One or a combination of horizontal prediction, vertical prediction, DC prediction and motion prediction.

4. An acceleration device for the intra-frame prediction stage of a webp compression algorithm, used for a data center server, is characterized in that, comprising:

The picture acquisition module is used to obtain the picture of webp format at the CPU side, divides the picture into macroblocks of preset size and records the position information of each macroblock;

The selection module is used to select the current macroblock to be predicted as the current block, and judge whether there is an encoded macroblock in the preset position around the current block on the picture according to the position information of the current block, if there is , sending the current block and the coded macro block to the computing chip; the computing chip performs several preset prediction calculations according to the current block and the coded macro block, and obtains each of the The prediction result and the distortion rate of the prediction calculation are sent to the CPU;

The coding module is used to select the prediction result corresponding to the prediction calculation with the smallest distortion rate as the coding of the current block; and trigger the selection module to select the next macroblock to be predicted until all the macroblocks in the picture All coded.

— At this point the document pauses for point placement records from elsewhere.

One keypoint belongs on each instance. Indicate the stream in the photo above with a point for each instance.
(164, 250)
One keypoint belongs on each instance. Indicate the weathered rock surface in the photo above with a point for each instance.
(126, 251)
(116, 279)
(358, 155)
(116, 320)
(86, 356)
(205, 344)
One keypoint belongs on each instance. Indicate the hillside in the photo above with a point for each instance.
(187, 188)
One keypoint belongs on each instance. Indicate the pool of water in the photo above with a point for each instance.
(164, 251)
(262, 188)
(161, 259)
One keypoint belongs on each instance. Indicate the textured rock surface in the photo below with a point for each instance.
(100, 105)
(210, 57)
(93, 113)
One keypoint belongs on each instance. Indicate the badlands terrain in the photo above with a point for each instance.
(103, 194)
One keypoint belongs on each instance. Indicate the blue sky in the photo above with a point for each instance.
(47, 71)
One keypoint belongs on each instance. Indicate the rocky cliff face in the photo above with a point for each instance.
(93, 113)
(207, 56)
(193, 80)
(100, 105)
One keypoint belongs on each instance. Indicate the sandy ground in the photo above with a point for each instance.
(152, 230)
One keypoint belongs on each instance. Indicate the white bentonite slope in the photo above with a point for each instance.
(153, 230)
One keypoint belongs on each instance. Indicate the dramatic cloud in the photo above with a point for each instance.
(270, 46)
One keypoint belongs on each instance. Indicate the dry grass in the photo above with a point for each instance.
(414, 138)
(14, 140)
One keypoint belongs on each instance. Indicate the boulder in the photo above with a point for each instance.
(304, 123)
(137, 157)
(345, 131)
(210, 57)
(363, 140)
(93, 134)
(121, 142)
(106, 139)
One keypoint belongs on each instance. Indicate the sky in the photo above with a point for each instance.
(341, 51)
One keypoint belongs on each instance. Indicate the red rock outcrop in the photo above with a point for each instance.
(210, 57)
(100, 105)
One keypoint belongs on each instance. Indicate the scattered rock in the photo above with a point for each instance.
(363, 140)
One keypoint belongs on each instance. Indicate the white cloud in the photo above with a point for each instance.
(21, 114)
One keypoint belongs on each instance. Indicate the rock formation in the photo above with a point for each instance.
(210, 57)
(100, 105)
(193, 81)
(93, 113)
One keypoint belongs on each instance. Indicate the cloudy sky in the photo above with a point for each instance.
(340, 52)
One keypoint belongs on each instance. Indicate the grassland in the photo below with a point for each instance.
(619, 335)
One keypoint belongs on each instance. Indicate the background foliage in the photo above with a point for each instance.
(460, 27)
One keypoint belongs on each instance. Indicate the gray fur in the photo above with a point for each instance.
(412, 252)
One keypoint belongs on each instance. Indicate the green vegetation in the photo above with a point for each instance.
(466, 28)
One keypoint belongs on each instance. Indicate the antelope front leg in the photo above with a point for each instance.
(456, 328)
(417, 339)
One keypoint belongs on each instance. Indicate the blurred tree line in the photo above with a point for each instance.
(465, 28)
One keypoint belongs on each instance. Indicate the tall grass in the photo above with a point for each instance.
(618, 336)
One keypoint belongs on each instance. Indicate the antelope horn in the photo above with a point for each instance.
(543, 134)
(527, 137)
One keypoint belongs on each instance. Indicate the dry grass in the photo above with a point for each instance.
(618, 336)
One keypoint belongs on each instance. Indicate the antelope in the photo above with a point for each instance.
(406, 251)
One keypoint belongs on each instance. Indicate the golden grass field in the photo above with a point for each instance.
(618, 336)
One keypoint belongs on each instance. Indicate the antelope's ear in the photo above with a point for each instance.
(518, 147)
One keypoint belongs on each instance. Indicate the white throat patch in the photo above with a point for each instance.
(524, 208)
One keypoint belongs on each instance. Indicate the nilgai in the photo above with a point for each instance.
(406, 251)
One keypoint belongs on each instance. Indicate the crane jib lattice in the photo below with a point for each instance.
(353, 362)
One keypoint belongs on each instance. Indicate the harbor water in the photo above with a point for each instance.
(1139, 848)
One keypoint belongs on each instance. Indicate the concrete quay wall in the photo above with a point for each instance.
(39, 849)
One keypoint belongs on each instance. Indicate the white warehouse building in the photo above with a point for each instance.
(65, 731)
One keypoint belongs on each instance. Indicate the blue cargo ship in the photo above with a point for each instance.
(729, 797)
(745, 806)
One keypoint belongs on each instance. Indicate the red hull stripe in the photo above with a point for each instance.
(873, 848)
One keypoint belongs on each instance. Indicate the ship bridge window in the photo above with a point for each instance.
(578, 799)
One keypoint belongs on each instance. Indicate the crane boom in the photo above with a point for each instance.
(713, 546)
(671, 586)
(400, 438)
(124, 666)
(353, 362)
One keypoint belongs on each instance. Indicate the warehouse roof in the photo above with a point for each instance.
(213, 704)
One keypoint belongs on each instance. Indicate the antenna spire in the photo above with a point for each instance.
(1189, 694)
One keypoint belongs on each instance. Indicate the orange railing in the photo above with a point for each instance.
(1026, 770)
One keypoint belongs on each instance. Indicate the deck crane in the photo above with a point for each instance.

5. An acceleration system for the intra-frame prediction stage of a webp compression algorithm, which is used in a data center server, is characterized in that it includes a CPU and a computing chip, and the picture intra-frame prediction device as claimed in claim 4 is included in the CPU.

6. The system according to claim 4, wherein the computing chip is specifically an FPGA.